Romeo Blanc
Position title: Assistant Professor
Email: rblanc@wisc.edu
Phone: 608-262-3775
Address:
RESEARCH INTERESTS - Aging, Epigenetics, Stem Cell Biology, Inflammation, Muscle regeneration
Address: 4553 WIMR II – 1111 Highland Ave. – Madison, WI 53705
Research Goals
In our lab, we are dedicated to uncovering the intricate mechanisms of stem cell aging, with a particular focus on the inflammatory-driven epigenetic regulation of stem cells. As we age, the intrinsic ability of stem cells to self-renew and differentiate to maintain tissue integrity dramatically declines. Understanding the processes leading to stem cell dysfunction with age is essential for developing novel, effective stem cell-based therapies to treat disorders associated with aging.
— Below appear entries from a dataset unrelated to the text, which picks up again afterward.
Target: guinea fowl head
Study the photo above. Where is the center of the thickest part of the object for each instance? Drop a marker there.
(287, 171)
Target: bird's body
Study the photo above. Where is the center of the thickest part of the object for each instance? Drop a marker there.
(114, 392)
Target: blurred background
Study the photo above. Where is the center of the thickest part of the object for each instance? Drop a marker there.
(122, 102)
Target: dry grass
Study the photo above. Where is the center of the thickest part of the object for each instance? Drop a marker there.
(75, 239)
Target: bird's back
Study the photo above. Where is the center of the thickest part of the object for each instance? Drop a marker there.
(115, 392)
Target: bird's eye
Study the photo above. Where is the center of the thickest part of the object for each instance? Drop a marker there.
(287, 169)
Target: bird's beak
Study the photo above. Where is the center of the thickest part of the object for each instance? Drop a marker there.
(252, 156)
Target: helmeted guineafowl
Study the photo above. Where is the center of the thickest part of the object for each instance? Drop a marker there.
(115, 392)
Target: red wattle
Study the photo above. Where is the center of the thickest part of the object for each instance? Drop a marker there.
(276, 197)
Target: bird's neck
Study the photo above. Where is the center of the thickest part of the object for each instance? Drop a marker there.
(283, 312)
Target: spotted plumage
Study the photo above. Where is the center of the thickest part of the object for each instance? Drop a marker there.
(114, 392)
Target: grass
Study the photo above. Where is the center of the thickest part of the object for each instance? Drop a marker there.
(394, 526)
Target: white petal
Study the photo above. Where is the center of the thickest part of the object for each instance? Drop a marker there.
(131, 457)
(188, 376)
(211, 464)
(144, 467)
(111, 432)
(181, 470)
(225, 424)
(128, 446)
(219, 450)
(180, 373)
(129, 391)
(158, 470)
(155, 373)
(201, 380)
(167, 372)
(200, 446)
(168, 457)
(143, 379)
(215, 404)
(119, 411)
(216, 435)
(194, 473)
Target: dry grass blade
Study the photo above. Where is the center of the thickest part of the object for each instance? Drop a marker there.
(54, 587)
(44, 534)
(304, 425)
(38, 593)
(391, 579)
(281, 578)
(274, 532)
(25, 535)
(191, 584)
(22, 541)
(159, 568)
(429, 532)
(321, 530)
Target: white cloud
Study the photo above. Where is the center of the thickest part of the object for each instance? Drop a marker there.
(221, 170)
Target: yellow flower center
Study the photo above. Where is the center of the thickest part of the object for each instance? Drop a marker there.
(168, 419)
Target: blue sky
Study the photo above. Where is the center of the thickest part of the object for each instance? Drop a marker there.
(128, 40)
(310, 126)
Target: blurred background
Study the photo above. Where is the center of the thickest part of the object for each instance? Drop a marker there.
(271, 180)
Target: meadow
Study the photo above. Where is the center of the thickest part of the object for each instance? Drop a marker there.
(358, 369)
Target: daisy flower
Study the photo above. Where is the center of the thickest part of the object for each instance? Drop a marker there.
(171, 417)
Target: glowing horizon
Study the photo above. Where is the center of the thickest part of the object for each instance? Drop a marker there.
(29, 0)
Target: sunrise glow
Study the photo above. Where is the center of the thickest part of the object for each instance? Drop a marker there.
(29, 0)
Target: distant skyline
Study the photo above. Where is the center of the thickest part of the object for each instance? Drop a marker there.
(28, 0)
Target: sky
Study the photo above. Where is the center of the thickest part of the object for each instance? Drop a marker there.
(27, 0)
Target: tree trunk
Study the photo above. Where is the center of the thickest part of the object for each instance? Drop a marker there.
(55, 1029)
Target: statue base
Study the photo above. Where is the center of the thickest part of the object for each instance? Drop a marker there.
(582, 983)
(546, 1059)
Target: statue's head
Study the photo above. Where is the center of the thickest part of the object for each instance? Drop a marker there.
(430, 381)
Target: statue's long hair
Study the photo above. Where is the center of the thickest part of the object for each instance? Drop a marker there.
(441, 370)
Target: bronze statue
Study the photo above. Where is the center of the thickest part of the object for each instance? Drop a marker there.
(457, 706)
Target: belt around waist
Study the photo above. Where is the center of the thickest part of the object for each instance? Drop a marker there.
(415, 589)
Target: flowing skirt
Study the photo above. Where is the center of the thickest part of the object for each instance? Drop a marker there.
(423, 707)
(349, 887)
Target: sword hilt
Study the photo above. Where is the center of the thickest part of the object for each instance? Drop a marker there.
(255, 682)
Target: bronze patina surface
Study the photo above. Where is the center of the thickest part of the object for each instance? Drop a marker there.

The Blanc lab uses two models to study stem cell aging: muscle stem cells (MuSCs) and hematopoietic stem cells (HSCs). We are also very interested in the complex relationship between their respective niches, skeletal muscle and bone marrow. In mammals, MuSCs are required to ensure life-long skeletal muscle regeneration, while HSCs give rise to blood cells. HSC-derived immune cells are critical to ensure the temporal regulation of muscle regeneration through several processes ranging from debris clearance to guiding proper MuSC differentiation. Both stem cell populations share similar aging features such as quiescence disruption and aberrant fate regulation, including premature cell death and impaired lineage commitment.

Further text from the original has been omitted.